Machines’ ability to learn by processing data gleaned from sensors underlies automated vehicles, medical devices and a host of other emerging technologies. But that learning ability leaves systems vulnerable to hackers in unexpected ways, researchers at Princeton University have found.
In a series of recent papers, a research team has explored how adversarial tactics applied to artificial intelligence (AI) could, for instance, trick a traffic-efficiency system into causing gridlock or manipulate a health-related AI application to reveal patients’ private medical history. As an example of one such attack, the team altered a driving robot’s perception of a road sign from a speed limit to a “Stop” sign, which could cause the vehicle to dangerously slam the brakes at highway speeds; in other examples, they altered Stop signs to be perceived as a variety of other traffic instructions.
“If machine learning is the software of the future, we’re at a very basic starting point for securing it,” said Prateek Mittal, the lead researcher and an associate professor in the Department of Electrical Engineering at Princeton. “For machine learning technologies to achieve their full potential, we have to understand how machine learning works in the presence of adversaries. That’s where we have a grand challenge.”
Just as software is prone to being hacked and infected by computer viruses, or its users targeted by scammers through phishing and other security-breaching ploys, AI-powered applications have their own vulnerabilities. Yet the deployment of adequate safeguards has lagged. So far, most machine learning development has occurred in benign, closed environments – a radically different setting than out in the real world.
Mittal is a pioneer in understanding an emerging vulnerability known as adversarial machine learning. In essence, this type of attack causes AI systems to produce unintended, possibly dangerous outcomes by corrupting the learning process. In their recent series of papers, Mittal’s group described and demonstrated three broad types of adversarial machine learning attacks.
Play Video: Stop sign
Poisoning the data well
The first attack involves a malevolent agent inserting bogus information into the stream of data that an AI system is using to learn – an approach known as data poisoning. One common example is a large number of users’ phones reporting on traffic conditions. Such crowdsourced data can be used to train an AI system to develop models for better collective routing of autonomous cars, cutting down on congestion and wasted fuel.
“An adversary can simply inject false data in the communication between the phone and entities like Apple and Google, and now their models could potentially be compromised,” said Mittal. “Anything you learn from corrupt data is going to be suspect.”
Mittal’s group recently demonstrated a sort of next-level-up from this simple data poisoning, an approach they call “model poisoning.” In AI, a “model” might be a set of ideas that a machine has formed, based on its analysis of data, about how some part of the world works. Because of privacy concerns, a person’s cellphone might generate its own localized model, allowing the individual’s data to be kept confidential. The anonymized models are then shared and pooled with other users’ models. “Increasingly, companies are moving towards distributed learning where users do not share their data directly, but instead train local models with their data,” said Arjun Nitin Bhagoji, a Ph.D. student in Mittal’s lab.
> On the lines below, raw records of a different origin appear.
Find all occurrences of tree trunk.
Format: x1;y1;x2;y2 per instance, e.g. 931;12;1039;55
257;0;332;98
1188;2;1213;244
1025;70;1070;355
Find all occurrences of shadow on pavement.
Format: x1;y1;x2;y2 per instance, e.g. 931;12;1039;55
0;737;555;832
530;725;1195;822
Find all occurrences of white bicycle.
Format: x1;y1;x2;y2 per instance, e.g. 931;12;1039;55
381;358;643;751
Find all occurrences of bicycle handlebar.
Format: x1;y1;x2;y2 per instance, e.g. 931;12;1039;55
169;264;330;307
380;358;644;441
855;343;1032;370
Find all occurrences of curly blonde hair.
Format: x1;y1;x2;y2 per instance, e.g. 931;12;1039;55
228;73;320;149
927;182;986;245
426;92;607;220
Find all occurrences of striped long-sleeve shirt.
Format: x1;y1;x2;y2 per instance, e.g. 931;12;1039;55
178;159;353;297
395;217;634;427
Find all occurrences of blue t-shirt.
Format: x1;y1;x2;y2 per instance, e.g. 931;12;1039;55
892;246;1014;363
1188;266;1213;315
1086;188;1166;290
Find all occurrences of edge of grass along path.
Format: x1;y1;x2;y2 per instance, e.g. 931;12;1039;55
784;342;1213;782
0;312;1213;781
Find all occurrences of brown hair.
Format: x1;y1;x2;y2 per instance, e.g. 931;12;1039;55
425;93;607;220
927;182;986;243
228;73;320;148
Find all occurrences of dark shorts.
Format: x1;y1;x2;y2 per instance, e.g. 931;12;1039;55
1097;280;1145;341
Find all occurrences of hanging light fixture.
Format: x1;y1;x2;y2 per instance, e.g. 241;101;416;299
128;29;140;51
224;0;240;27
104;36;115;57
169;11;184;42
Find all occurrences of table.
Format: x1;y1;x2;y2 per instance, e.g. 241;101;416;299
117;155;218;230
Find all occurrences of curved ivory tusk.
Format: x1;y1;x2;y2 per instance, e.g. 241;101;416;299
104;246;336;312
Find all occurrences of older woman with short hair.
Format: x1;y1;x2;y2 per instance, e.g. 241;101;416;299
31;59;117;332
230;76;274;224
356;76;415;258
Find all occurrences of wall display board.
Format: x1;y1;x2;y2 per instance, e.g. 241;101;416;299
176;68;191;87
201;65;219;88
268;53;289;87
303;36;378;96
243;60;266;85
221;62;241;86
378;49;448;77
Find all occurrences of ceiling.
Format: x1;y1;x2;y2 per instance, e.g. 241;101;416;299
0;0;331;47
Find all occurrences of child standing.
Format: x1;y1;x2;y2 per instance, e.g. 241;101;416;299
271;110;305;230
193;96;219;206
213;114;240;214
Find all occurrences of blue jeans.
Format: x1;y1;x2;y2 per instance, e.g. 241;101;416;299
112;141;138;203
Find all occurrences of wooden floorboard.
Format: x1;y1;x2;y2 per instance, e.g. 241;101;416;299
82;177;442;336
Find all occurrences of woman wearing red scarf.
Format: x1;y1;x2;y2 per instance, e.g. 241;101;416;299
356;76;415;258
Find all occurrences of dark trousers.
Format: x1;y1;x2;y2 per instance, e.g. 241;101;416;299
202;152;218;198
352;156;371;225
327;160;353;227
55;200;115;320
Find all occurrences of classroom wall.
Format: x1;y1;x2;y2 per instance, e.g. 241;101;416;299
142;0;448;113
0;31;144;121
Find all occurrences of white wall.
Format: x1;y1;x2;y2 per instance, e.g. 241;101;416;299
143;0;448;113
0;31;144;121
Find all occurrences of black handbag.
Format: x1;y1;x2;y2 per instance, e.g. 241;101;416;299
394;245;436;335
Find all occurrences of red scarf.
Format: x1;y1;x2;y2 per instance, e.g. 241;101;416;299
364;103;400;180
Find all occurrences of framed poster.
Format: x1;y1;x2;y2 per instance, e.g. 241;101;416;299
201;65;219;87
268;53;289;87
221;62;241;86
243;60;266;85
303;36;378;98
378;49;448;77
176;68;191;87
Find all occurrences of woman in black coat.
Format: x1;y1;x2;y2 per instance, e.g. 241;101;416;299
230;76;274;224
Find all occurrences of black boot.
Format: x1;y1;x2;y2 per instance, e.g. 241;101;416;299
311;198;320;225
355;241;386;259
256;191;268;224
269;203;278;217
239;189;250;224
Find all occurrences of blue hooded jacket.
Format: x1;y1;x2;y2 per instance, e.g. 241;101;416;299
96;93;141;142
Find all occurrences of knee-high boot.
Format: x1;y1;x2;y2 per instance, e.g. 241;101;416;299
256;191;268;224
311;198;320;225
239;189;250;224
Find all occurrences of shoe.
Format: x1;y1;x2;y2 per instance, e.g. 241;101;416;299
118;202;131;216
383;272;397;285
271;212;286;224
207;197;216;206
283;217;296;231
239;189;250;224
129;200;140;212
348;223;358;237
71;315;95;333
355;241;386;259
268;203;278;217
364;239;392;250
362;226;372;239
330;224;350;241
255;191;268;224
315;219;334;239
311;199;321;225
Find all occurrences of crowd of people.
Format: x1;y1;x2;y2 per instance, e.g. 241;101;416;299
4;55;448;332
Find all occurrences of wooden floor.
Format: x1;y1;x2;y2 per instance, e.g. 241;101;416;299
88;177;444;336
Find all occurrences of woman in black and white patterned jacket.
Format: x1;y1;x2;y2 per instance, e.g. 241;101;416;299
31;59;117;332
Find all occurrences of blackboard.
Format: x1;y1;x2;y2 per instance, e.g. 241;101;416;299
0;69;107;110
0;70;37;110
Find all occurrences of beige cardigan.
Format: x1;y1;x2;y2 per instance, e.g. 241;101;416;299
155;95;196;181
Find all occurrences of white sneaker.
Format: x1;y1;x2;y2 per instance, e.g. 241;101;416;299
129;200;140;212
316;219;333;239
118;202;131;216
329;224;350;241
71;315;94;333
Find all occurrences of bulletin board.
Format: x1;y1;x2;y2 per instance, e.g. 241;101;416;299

But adversaries can put a thumb on the scales. A person or company with an interest in the outcome could trick a company’s servers into weighting their model’s updates over other users’ models. “The adversary’s aim is to ensure that data of their choice is classified in the class they desire, and not the true class,” said Bhagoji.
In June, Bhagoji presented a paper on this topic at the 2019 International Conference on Machine Learning (ICML) in Long Beach, California, in collaboration with two researchers from IBM Research. The paper explored a test model that relies on image recognition to classify whether people in pictures are wearing sandals or sneakers. While an induced misclassification of that nature sounds harmless, it is the sort of unfair subterfuge an unscrupulous corporation might engage in to promote its product over a rival’s.